A numerical comparison of seismic inversion, multilayer and basis function neural networks

Brian H. Russell, Laurence R. Lines

In this presentation, a numerical example is used to illustrate the difference between geophysical inversion and several machine learning approaches to inversion. The results will show that, like inverse geophysical solutions, machine learning algorithms have a definite mathematical structure that can be written down and analyzed. The example used in this study is the extraction of the reflection coefficients from a synthetic created by convolving a dipole reflectivity with a symmetric three point wavelet. This simple example leads to the topics of deconvolution, recursive inversion, linear regression and nonlinear regression using several machine learning techniques. The first machine learning method discussed is the multi-layer feedforward neural network (MLFN) with a single hidden layer consisting of two neurons. The other two methods which are discussed are the radial basis function neural network (RBFN) and the generalized regression neural network (GRNN). As will be shown, all three of these networks involve different basis functions. In the MLFN the basis function is the sigmoidal logistic function and in both RBFN and GRNN the basis function is the Gaussian. However, for RBFN the weights are computed using a least-squares algorithm and in GRNN the weights are computed “on-the-fly” using the observed data. The MLFN algorithm is iterative and the key parameters are the initial random weights, the learning rate and the number of iterations. The RBFN and GRNN are not iterative and the key parameter in both methods is the width of the Gaussian, or sigma factor. Figures 1 (a) to (d) below show a comparison of the results of linear regression and the three machine learning algorithms.
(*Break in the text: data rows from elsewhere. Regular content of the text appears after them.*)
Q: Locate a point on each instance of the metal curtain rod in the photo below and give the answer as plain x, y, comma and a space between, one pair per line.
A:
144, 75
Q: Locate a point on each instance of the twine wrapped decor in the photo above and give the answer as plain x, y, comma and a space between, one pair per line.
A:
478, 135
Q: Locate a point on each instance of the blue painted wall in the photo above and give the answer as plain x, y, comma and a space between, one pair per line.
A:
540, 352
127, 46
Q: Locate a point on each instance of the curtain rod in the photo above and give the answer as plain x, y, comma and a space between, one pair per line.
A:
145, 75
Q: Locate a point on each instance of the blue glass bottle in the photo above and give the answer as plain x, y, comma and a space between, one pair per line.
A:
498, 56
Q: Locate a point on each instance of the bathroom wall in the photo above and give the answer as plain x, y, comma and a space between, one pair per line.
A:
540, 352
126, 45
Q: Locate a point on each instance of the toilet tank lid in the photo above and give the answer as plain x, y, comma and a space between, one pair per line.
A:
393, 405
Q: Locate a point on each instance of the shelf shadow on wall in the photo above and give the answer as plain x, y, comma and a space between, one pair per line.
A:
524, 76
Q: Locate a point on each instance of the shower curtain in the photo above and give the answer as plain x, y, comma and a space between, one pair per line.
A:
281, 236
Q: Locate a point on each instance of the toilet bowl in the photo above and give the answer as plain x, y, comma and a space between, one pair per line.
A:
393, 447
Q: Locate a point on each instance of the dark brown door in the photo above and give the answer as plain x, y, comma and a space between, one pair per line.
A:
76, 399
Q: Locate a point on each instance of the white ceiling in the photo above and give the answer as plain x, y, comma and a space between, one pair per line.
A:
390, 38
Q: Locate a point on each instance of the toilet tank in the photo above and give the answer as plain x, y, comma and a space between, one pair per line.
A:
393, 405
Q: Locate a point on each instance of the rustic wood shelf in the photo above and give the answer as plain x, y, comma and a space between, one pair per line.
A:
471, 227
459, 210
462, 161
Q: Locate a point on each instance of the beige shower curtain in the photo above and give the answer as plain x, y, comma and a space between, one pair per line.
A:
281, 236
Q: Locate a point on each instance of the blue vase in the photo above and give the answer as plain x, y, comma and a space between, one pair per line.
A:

In all four figures, the horizontal axis represents the computed seismic amplitudes and the vertical axis represents the desired reflection coefficients. The black circles show the four training values, and the solid line shows the fitting function from the linear or nonlinear regressions. For the MLFN result, 10,000 iterations and a learning rate of 0.2 were used, and for both the RBFN and GRNN results a sigma factor of 0.5 was used.